While the world still lacks an observing system specifically designed for climate observations, the CLARREO and CLARREO Pathfinder missions represent a foundation for the much higher accuracy observations critical to narrowing uncertainty in future climate change.

References

Cooke, Roger M. et al., 2015. Integrated Assessment Modeling of Value of Information in Earth Observing Systems, Climate Policy

Cooke, Roger M. et al., 2016. Real Option Value for New Measurements of Cloud Radiative Forcing, RFF DP 16-19.

GCOS 2016 Implementation Plan, 2016. WMO GCOS-200, 315pp.

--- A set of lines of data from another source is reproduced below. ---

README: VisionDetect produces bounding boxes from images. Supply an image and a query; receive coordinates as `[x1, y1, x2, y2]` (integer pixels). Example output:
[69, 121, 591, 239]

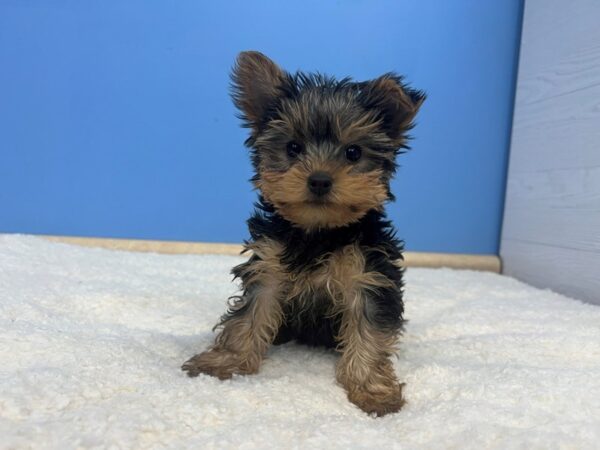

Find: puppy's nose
[308, 172, 333, 197]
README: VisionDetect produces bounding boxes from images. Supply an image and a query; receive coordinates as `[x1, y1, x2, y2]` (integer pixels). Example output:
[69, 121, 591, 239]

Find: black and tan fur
[183, 52, 425, 415]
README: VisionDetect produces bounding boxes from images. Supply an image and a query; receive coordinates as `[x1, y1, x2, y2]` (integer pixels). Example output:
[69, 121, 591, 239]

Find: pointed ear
[361, 73, 426, 140]
[231, 51, 285, 129]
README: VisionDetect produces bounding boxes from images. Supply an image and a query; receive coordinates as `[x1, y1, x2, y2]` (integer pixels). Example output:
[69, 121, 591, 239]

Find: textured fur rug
[0, 235, 600, 449]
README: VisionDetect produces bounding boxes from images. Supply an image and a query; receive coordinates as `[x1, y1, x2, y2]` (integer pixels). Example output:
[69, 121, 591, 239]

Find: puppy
[182, 52, 425, 416]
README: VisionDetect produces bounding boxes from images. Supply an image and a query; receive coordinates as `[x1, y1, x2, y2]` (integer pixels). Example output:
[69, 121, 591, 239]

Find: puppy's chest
[280, 244, 365, 304]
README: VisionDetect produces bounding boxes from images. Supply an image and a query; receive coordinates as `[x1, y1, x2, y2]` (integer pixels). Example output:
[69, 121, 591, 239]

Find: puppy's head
[232, 52, 425, 230]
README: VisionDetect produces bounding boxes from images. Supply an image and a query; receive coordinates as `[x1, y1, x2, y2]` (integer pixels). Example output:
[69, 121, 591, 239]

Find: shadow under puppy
[182, 52, 425, 416]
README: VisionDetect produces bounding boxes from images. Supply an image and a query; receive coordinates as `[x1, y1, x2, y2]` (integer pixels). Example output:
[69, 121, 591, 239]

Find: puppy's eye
[286, 141, 304, 158]
[346, 145, 362, 162]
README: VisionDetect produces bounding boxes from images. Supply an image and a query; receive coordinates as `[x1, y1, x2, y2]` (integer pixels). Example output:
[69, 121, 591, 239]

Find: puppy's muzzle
[307, 172, 333, 197]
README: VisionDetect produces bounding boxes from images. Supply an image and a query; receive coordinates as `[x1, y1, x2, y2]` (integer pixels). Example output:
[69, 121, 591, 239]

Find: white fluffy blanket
[0, 235, 600, 449]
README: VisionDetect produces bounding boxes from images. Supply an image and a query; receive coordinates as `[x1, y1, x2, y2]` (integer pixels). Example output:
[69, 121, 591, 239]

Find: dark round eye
[286, 141, 304, 158]
[346, 145, 362, 162]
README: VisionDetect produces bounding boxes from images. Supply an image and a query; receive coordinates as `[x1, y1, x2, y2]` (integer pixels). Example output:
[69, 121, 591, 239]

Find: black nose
[308, 172, 333, 197]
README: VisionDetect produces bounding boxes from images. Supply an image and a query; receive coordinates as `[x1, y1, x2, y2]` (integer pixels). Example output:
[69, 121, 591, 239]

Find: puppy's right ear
[231, 51, 285, 130]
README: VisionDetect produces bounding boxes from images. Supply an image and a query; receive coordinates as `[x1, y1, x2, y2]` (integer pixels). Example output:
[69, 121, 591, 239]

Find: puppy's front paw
[348, 383, 406, 417]
[181, 349, 253, 380]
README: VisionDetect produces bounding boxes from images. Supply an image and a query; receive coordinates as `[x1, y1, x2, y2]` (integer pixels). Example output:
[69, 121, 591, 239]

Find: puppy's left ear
[360, 73, 426, 140]
[231, 51, 285, 130]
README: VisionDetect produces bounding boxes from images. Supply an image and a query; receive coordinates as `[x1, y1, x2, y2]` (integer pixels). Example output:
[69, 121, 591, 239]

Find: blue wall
[0, 0, 522, 253]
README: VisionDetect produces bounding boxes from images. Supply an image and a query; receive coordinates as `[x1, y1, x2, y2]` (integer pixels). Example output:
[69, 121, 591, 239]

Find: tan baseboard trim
[34, 235, 500, 273]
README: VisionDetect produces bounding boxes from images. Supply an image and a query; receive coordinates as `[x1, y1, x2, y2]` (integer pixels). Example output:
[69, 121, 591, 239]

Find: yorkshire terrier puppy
[182, 52, 425, 416]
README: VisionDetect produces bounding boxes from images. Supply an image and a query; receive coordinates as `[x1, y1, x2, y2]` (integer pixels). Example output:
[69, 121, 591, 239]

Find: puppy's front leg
[182, 242, 283, 380]
[336, 287, 404, 416]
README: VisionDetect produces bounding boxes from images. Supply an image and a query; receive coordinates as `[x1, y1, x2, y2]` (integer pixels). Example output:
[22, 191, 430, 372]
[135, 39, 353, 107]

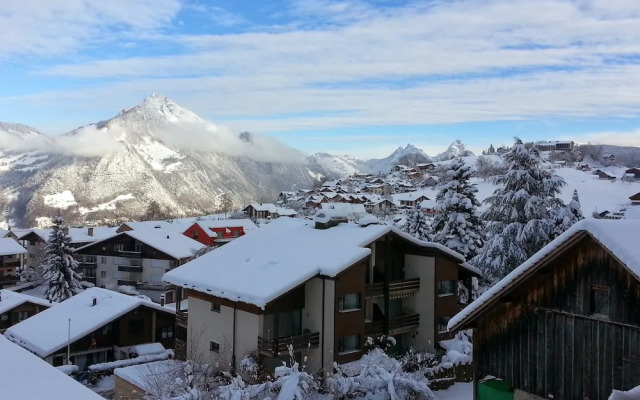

Hope, C. 2015. The $10 trillion value of better information about the transient climate response. Philosophical Transactions of the Royal Society A 373

Kopp, G., et al. 2017. Radiometric flight results from the HyperSpectral Imager for Climate Science. Geosci. Instrum. Method. Data Syst., 6, 169–191.

NRC, 2007. Earth Science and Applications from Space: National Imperatives for the Next Decade and Beyond. National Academy Press, 428 pp.

NRC, 2015. Continuity of NASA Earth Observations from Space: A Value Framework. National Academies Press.

NRC, 2018. Thriving on our Changing Planet: A Decadal Strategy for Earth Observation from Space. National Academy Press, 700 pp.

Soden, B.J., et al. 2008. Quantifying climate feedbacks using radiative kernels. Journal of Climate 21: 3504–3520.

Wielicki, B. A. et al. (2013): Achieving Climate Change Absolute Accuracy in Orbit. Bulletin of the American Meteorological Society, 94, 1519–1539.